The menu is small and relatively simple, however that simplicity belies the kind of intelligent and creative consideration that only tends to come from chefs who’ve made their bones in locations far more exotic than Metairie. Having a tidy menu also helps when the chefs writing it have passions and fascinations that might just tend to veer wildly from week to week. According to Jones, “Our first concept, I think, was fast casual. Not like fast food, but just a very quick lunch, very easy eating, comfort food items. But we quickly got bored of that and decided to push ourselves a bit. And I think that’s kind of how this restaurant is going to be for me. We push ourselves to do something that we love cooking, and then the seasons change, or we find something else that piques our interest, and we put that on the menu.”
“We didn’t really go in there with the intention of opening this grassroots thing,” Rouse said. “It just kind of morphed into what it is now. And we’d like to continue to have that mindset, so it can grow and evolve and become something different all the time. With the limited menu we have, this is the time we really get to do what chefs want to do, to change the menu, put new things on, create a different experience monthly, weekly, whatever it may be.”
Hence, while your favorites from previous evenings at Dr. Jones might frequently change, the two aspects of the restaurant you can rely on are elevated, skillful dishes, and a room that is approximately the size of a large walk-in closet. But, as the old saw goes, good things come in small packages, and to that end Rouse and Jones consistently deliver. A recent meal offered up a number of fun and gratifying takes on classics that have been around for ages, like shrimp scampi, steak au poivre and chicken cordon bleu. Only here, the scampi comes dressed up with lime leaf and lemongrass, the steak arrives smothered in Singapore pepper sauce, and the cordon bleu oozes with caramelized onions and melty gruyere. The effect is that of getting to embrace something incredibly familiar and comforting, while at the same time reawakened from the doldrums with festive and unexpected new flavors. You can almost feel these ancient mainstays getting their groove back, and it’s delightful.
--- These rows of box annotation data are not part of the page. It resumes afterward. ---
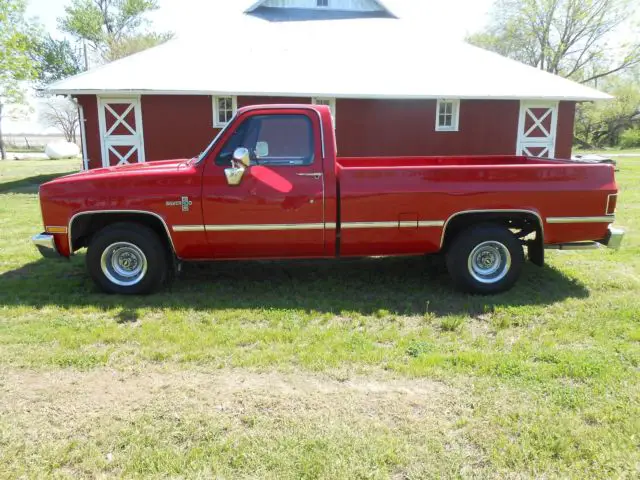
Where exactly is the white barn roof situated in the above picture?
[47,2,611,101]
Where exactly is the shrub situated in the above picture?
[620,128,640,148]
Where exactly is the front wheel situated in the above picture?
[447,225,524,295]
[87,223,169,295]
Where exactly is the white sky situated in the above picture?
[3,0,493,135]
[10,0,640,133]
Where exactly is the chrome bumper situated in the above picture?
[31,233,61,258]
[599,225,624,250]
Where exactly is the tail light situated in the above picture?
[607,193,618,215]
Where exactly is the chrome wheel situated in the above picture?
[100,242,147,287]
[467,240,511,284]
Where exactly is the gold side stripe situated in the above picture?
[44,226,67,233]
[171,225,204,232]
[205,223,325,232]
[342,220,444,230]
[418,220,444,228]
[547,215,616,223]
[342,220,398,230]
[171,220,444,232]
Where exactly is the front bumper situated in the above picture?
[599,225,624,250]
[31,233,61,258]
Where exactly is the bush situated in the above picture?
[620,128,640,148]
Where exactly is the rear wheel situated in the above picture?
[87,223,169,295]
[447,225,524,294]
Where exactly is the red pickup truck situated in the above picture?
[33,105,624,294]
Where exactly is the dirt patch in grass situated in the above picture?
[0,369,484,478]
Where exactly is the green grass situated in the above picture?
[0,159,640,478]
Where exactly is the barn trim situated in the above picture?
[96,95,146,167]
[57,88,613,102]
[516,100,560,158]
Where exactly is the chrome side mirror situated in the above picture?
[233,147,251,168]
[224,147,251,186]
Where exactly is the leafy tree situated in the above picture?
[0,0,37,160]
[33,35,84,86]
[59,0,172,61]
[467,0,640,83]
[575,78,640,147]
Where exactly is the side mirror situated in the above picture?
[256,142,269,158]
[224,147,251,186]
[233,147,251,167]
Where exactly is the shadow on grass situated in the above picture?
[0,256,589,316]
[0,170,78,194]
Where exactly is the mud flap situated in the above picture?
[527,238,544,267]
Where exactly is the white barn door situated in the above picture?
[98,97,145,167]
[516,102,558,158]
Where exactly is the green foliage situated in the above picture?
[0,0,37,160]
[575,78,640,147]
[467,0,640,82]
[33,35,83,86]
[59,0,172,61]
[0,0,37,104]
[620,127,640,148]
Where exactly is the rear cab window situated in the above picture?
[216,114,315,167]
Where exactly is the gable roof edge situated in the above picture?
[244,0,398,18]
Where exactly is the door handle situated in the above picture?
[296,173,322,180]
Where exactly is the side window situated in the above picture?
[213,97,238,128]
[216,115,314,166]
[436,100,460,132]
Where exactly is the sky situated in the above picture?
[3,0,493,135]
[28,0,493,39]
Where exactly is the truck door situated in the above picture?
[202,109,325,258]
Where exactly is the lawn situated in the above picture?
[0,158,640,479]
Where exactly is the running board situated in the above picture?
[544,242,601,250]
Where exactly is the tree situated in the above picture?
[40,97,79,143]
[576,78,640,147]
[467,0,640,83]
[0,0,37,160]
[59,0,173,61]
[32,35,83,87]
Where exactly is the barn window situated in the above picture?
[213,97,238,128]
[311,98,336,124]
[436,100,460,132]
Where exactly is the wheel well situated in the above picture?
[442,212,544,251]
[69,212,175,253]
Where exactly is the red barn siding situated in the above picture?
[336,99,520,157]
[555,102,576,158]
[78,95,575,168]
[141,95,214,161]
[77,95,102,168]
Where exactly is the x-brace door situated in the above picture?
[516,102,558,158]
[98,97,145,167]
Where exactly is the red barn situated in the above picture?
[47,0,609,168]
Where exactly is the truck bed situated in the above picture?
[337,155,571,168]
[336,156,617,255]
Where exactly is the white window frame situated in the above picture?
[311,97,336,123]
[436,98,460,132]
[212,95,238,128]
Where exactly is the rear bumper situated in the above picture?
[599,225,624,250]
[31,233,62,258]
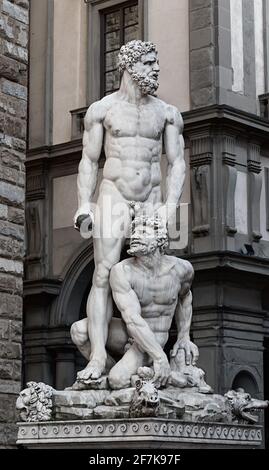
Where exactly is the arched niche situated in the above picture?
[232,370,259,398]
[51,241,94,326]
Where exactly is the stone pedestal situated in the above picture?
[17,418,263,449]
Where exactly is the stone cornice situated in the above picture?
[17,418,262,448]
[187,251,269,282]
[182,105,269,139]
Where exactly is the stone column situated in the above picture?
[0,0,29,448]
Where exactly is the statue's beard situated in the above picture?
[127,242,157,256]
[129,69,159,95]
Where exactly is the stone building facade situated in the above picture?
[0,0,269,448]
[0,0,29,447]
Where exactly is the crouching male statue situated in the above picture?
[74,41,185,380]
[72,215,198,389]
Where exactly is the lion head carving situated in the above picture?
[16,382,53,422]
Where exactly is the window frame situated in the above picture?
[87,0,148,105]
[100,0,141,97]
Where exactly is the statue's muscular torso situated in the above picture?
[118,255,193,346]
[100,93,175,203]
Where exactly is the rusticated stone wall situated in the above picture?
[0,0,29,448]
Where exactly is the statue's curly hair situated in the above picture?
[131,214,169,253]
[118,40,157,73]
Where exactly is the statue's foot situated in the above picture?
[77,359,105,382]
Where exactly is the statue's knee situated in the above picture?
[108,366,131,390]
[94,263,110,287]
[70,322,88,346]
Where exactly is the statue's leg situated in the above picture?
[78,185,130,380]
[70,317,128,361]
[108,343,147,390]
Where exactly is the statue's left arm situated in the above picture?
[171,262,199,365]
[161,105,186,223]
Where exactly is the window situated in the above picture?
[101,1,140,96]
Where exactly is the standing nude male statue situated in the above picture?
[73,41,185,380]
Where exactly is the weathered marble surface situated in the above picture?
[18,379,268,424]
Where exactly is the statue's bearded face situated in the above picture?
[127,51,160,95]
[128,224,158,256]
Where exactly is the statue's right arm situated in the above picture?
[74,101,105,224]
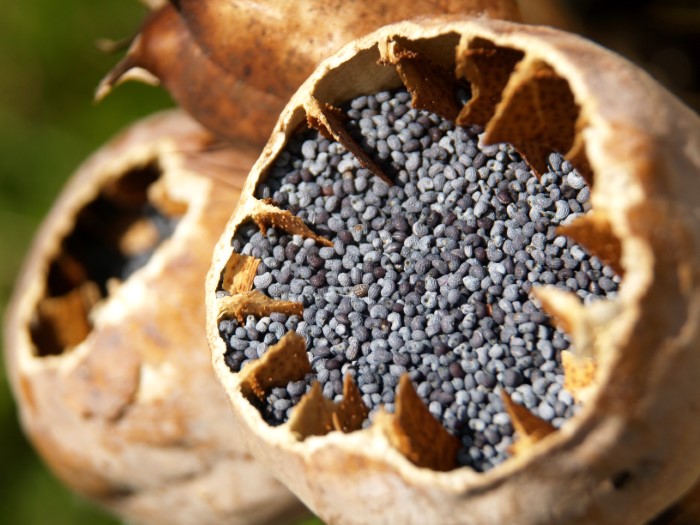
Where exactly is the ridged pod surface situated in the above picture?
[206,18,700,525]
[5,111,305,525]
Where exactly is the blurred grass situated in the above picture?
[0,0,171,525]
[0,0,318,525]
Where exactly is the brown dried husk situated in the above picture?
[5,111,307,525]
[207,18,700,525]
[97,0,520,147]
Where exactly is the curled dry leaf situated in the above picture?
[206,18,700,525]
[5,112,305,525]
[97,0,519,146]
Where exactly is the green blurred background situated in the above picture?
[0,0,700,525]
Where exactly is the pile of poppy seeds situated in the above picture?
[219,91,620,471]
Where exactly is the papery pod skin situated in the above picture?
[5,111,306,525]
[97,0,520,147]
[207,18,700,525]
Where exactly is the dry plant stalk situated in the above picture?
[206,17,700,525]
[5,112,306,525]
[97,0,520,147]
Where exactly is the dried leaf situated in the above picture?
[96,4,285,145]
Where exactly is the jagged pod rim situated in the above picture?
[207,17,700,523]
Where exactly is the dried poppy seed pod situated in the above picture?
[5,108,305,524]
[207,18,700,525]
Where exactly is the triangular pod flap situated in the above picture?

In addition to those bold entrees, diners new to the Dr. Jones experience can expect flourishes on smaller dishes, like a combination of country ham and Korean melon, or cucumbers marinated with yuzu and kosho panshu, and if that weren’t enough to liven up your palate, you might find perfectly snackable tapioca croquettes stuffed with Camembert cheese. And if for some reason you’re still not satiated, order up sauteed greens with Togarashi and citrus, or maybe the blistered zucchini with Tosazu and mint.
For diners hoping to break out of white tablecloth monotony, Dr. Jones will fit that bill and then some. It’s genuinely heartening to see a pair of chefs stretch their creative legs week-to-week, keeping us on our toes in all the best ways, and obviously having a blast in the process.
And New Orleans is a richer place for it.

About the Chefs
Chef Billy Jones grew up in Mandeville and Baton Rouge and spent his formative years working in local restaurants before deciding to pursue formal training at the Louisiana Culinary Institute. Around that same time, Jones met and quickly befriended another chef in training, David Rouse, a Slidell-native who left his undergraduate studies for kitchen life, spending several years at the North Shore’s famous fine dining spot La Provence. The pair eventually decided to move to Chicago, working in Michelin-starred Windy City eateries like Rhea and Sepia, which they did for a spell before returning to New Orleans. Rouse took positions at Restaurant August, Ko Sahn and Herbsaint, while Jones was at Cochon before opening up Blue Giant, and later Dr. Jones. It’s readily apparent that the chefs are savoring their new creative freedom, and that they adore cooking in their hometown.